Петр Палыч поднялся на пятый, за бутылкой. Что в ней было за двадцать рублей, он и не думал. Била она по голове тяжело и сразу, что и нужно было. Легкое и приятное опьянение он уже давно не испытывал. Ступеньки под ногами суетились и жили своей жизнью. Сказывалась утренняя доза. Позвонил. Оббитую красной клеенкой дверь знал наизусть. Клеенка потрескалась, и он в этих трещинах разглядел когда-то контуры Африки. Так и видел эту Африку постоянно, когда бегал за бутылкой. Дверь долго не открывали. Анька, или тетя Мотя, как ее величали клиенты, толстая, заплывшая жиром от шеи до щиколоток, хозяйка выползала всегда неторопливо, степенно. Деньги, получаемые от алкашей, на пользу ей не шли. Алкашей становилось, правда, все меньше. От Анькиной бормотухи народ вымирал, как в войну. Петр Палыч услышал шаркающие шаги. Африка отодвинулась.
- Опять?
-Опять, Аня! Опять. Только я без денег, - соврал, не моргнул.
-О! Благотворительностью я не занимаюсь.
-Анечка! Пожалуйста! Верну на днях. Мне очень надо. В деревню поеду. Наследство там у меня.
-Наследство? Не врешь?
-Не вру. Сестра Лидка написала. Вот письмо. Поеду.
-А бутылка зачем? Если едешь?
-Как без бутылки. Ты че?
-Ладно. Ты у меня постоянный клиент. Только поэтому и иду навстречу. Анька нырнула в недра коридора. Палыч судорожно сглотнул слюну. Анька вынырнула с пластиковой поллитровкой, протянула:
-Ну, гляди, не расплатишься, больше не получишь.
-Обижаешь, Анюта. Разве ж я тебя обманывал?
-Иди, иди! Наследство то хоть большое?
-Большое! Заживем теперь.
-Гляди, меня не забывай, а то разбогатеешь, здороваться перестанешь…
Петруха защел домой. Нашел старый рюкзак в ящике на балконе. Стал собирать вещи: бельишко в шифоньере. Хотел костюм свой парадный с плечиков снять – да передумал. Куда в деревне костюм? Вытащил его на белый свет, полюбовался. Костюм шерстяной, австрийский, лет двадцать назад купленный, а все как новый.
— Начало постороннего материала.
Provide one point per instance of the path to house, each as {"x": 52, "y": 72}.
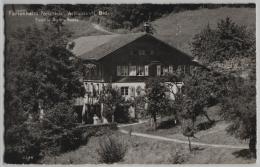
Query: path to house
{"x": 177, "y": 140}
{"x": 98, "y": 27}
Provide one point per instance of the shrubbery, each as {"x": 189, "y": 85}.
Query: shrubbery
{"x": 111, "y": 150}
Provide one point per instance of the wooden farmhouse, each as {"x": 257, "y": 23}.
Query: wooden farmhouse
{"x": 125, "y": 61}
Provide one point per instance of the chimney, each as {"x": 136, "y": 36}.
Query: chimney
{"x": 147, "y": 27}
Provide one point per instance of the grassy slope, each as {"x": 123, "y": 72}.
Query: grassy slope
{"x": 80, "y": 28}
{"x": 178, "y": 29}
{"x": 149, "y": 151}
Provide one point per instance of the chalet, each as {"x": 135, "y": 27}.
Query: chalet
{"x": 125, "y": 61}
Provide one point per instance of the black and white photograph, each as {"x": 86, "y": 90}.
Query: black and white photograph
{"x": 140, "y": 83}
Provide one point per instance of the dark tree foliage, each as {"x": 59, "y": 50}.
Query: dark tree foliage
{"x": 39, "y": 73}
{"x": 158, "y": 102}
{"x": 239, "y": 108}
{"x": 229, "y": 40}
{"x": 112, "y": 100}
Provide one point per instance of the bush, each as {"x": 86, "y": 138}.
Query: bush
{"x": 22, "y": 144}
{"x": 111, "y": 150}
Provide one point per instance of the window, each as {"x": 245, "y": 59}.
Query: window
{"x": 146, "y": 72}
{"x": 165, "y": 70}
{"x": 140, "y": 70}
{"x": 122, "y": 71}
{"x": 141, "y": 52}
{"x": 132, "y": 70}
{"x": 170, "y": 69}
{"x": 124, "y": 91}
{"x": 158, "y": 70}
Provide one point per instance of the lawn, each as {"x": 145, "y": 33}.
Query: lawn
{"x": 145, "y": 150}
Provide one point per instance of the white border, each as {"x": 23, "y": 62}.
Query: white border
{"x": 127, "y": 2}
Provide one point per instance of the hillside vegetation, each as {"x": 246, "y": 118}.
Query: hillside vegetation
{"x": 178, "y": 29}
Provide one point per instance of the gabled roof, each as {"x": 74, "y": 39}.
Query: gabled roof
{"x": 97, "y": 47}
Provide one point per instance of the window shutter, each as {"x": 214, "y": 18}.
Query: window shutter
{"x": 146, "y": 72}
{"x": 158, "y": 70}
{"x": 132, "y": 91}
{"x": 132, "y": 71}
{"x": 170, "y": 69}
{"x": 118, "y": 71}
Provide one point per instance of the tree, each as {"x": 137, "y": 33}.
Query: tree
{"x": 201, "y": 90}
{"x": 239, "y": 108}
{"x": 158, "y": 103}
{"x": 229, "y": 40}
{"x": 112, "y": 99}
{"x": 40, "y": 76}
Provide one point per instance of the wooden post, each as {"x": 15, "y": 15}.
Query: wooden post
{"x": 101, "y": 111}
{"x": 83, "y": 113}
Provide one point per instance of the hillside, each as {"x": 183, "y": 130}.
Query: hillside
{"x": 178, "y": 29}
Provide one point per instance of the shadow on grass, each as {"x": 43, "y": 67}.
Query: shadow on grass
{"x": 170, "y": 123}
{"x": 244, "y": 153}
{"x": 196, "y": 148}
{"x": 206, "y": 125}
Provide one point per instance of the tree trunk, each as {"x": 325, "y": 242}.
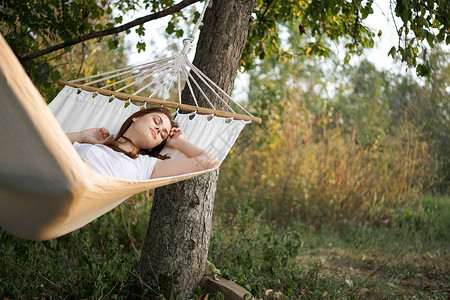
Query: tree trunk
{"x": 175, "y": 249}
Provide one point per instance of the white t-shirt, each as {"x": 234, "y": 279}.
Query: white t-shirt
{"x": 105, "y": 161}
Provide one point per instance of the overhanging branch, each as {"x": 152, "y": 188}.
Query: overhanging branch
{"x": 115, "y": 30}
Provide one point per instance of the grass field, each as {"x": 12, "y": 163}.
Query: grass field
{"x": 404, "y": 257}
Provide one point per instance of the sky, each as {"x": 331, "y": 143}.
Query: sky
{"x": 381, "y": 19}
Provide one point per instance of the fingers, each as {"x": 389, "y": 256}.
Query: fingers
{"x": 175, "y": 131}
{"x": 104, "y": 132}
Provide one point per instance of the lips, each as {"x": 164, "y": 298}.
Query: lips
{"x": 153, "y": 133}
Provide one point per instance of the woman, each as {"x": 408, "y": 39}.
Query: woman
{"x": 135, "y": 152}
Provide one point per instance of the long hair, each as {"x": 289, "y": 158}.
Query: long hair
{"x": 155, "y": 152}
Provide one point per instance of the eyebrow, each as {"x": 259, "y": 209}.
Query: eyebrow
{"x": 160, "y": 119}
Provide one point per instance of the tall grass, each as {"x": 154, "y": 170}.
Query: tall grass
{"x": 305, "y": 166}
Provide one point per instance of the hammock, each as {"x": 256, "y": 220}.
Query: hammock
{"x": 46, "y": 190}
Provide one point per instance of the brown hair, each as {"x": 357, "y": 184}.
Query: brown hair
{"x": 155, "y": 152}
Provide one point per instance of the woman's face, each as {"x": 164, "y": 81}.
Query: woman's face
{"x": 150, "y": 130}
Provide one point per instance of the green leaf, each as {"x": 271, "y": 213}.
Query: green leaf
{"x": 140, "y": 46}
{"x": 392, "y": 52}
{"x": 170, "y": 28}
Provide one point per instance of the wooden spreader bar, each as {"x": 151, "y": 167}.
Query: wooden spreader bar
{"x": 200, "y": 110}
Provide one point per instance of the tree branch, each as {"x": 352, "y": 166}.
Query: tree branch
{"x": 115, "y": 30}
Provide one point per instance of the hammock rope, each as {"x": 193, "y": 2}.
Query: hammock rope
{"x": 46, "y": 190}
{"x": 164, "y": 80}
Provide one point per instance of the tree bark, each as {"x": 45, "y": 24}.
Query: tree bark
{"x": 175, "y": 249}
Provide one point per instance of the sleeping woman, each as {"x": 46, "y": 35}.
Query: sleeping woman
{"x": 134, "y": 154}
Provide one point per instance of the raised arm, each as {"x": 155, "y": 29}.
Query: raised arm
{"x": 198, "y": 159}
{"x": 91, "y": 136}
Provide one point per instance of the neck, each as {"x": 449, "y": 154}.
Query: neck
{"x": 127, "y": 144}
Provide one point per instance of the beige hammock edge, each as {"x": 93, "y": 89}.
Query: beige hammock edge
{"x": 46, "y": 190}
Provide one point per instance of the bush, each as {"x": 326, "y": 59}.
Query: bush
{"x": 305, "y": 166}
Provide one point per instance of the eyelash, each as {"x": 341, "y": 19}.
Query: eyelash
{"x": 156, "y": 120}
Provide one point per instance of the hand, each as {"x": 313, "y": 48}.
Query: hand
{"x": 96, "y": 136}
{"x": 175, "y": 135}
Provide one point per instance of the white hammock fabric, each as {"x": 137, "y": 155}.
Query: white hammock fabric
{"x": 76, "y": 109}
{"x": 46, "y": 190}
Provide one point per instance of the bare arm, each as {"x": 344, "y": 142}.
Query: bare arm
{"x": 91, "y": 136}
{"x": 198, "y": 159}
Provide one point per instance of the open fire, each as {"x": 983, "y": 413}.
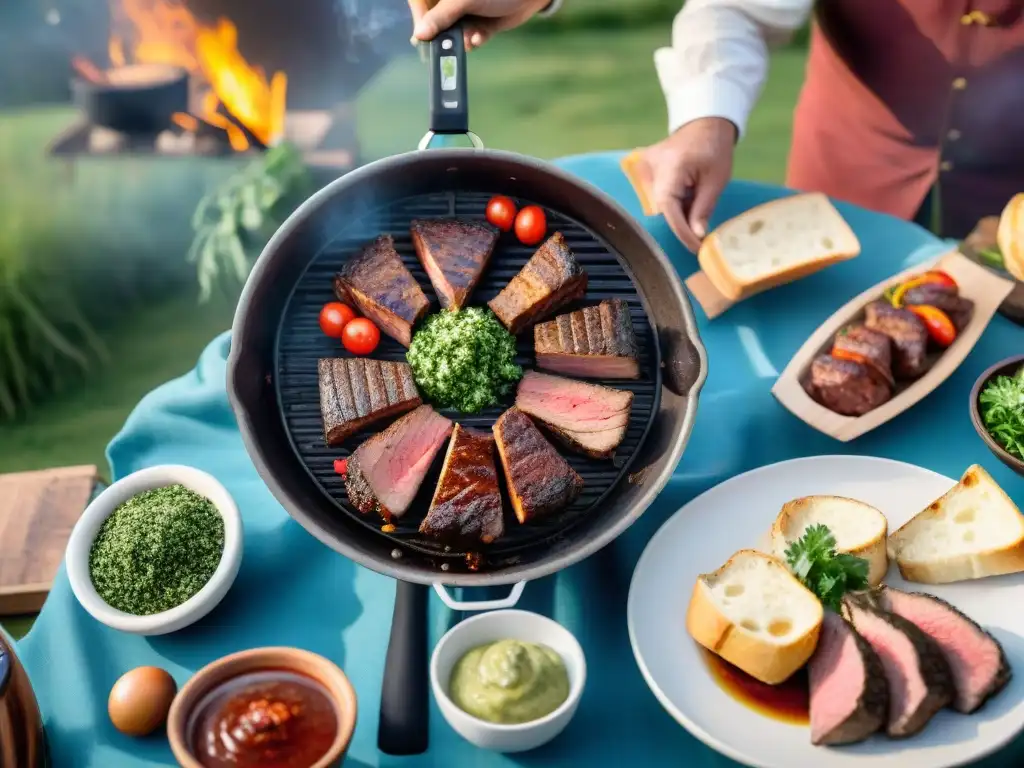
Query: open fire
{"x": 226, "y": 91}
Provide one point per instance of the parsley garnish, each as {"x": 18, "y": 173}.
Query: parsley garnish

Нечего Зинке оставлять. Свернул вместе с плечиками, завернул в газету да еще скотчем закрепил, чтобы не развернулся в рюкзаке и не замарался. Рядом старые комнатные тапки засунул, бритву, щетку зубную, кусок мыла хозяйственного на полке в ванной, Зинке оставил туалетное. Полотенце снял прямо с крючка. На кухне в шкафчике нашел пачку соли. Соль - всему голова. Нашел пакет риса и перловки, отсыпал себе того и другого в пакет. В холодильнике было пусто. В морозилке лежал кусок сала. Взял. Зинке не оставил. Не пропадет без сала, а ему там пригодится. Поллитровку засунул в боковой карман, чтобы ближе была. Собрался быстро. Осталось записку написать. На полях газеты написал коротко и ясно:
-Я в деревню! Прощевай!
***
-Петрович! Ты про письмо слышал?
-Слышал! Как же?
-Что теперь будет?
-А что будет. Пропьет икону, точно пропьет.
-Тьфу ты! Накаркаешь. Может, остановится?
-Мечтайте, старые романтики. Чудес на свете не бывает.
-Молчи, Тарасовна. Молчи. Итак тошно.
-Знаете, на меня вчера газетку постелили, а потом и оставили. Прочитала на досуге. Послушайте:
-Если разница между продолжительностью жизни мужчины и женщины более 10 лет - это сверхсмертность. Так бывает обычно во время войны.
-Так не война вроде. Войну пережили.
-Вот-вот. А водку не переживем. Она нас переживет, если не остановимся. Что там дальше писали, Тарасовна?
-Для угасания нации надо выпивать 8 литров алкоголя на душу населения. А у нас 15.
-Это как «на душу»?
-А так. И на младенца, и на старика поровну.
-Не шутишь, Тарасовна?
-Так ведь не до шуток. Каждый вечер на мне эти литры разливаются. Скорее бы зима. Ведь пьют каждый вечер. Бутылок подо мной – полюбуйтесь! В 1914 сухой закон приняли, так и выпивалось тогда всего 4,8 литра на душу. А сейчас никто и не чешется!
-Так ведь и Горбачев устанавливал сухой закон, а что толку?
-Был толк! Был. Продолжительность жизни увеличилась, преступность сократилась.
-Были и перегибы, виноградники вырубили. Зачем?
-Были. Да и не объяснили людям ситуацию. А слово «борьба» людям надоело. Надоело бороться. Хотелось просто жить.
-Да, а какая жизнь? Ведь все преступления по пьянке совершаются. Вон вчера в двенадцатой квартире пили, потом какой – то чумной за добавкой помчался, а потом заварушка такая! Неотложку вызывали. Пьяная драка.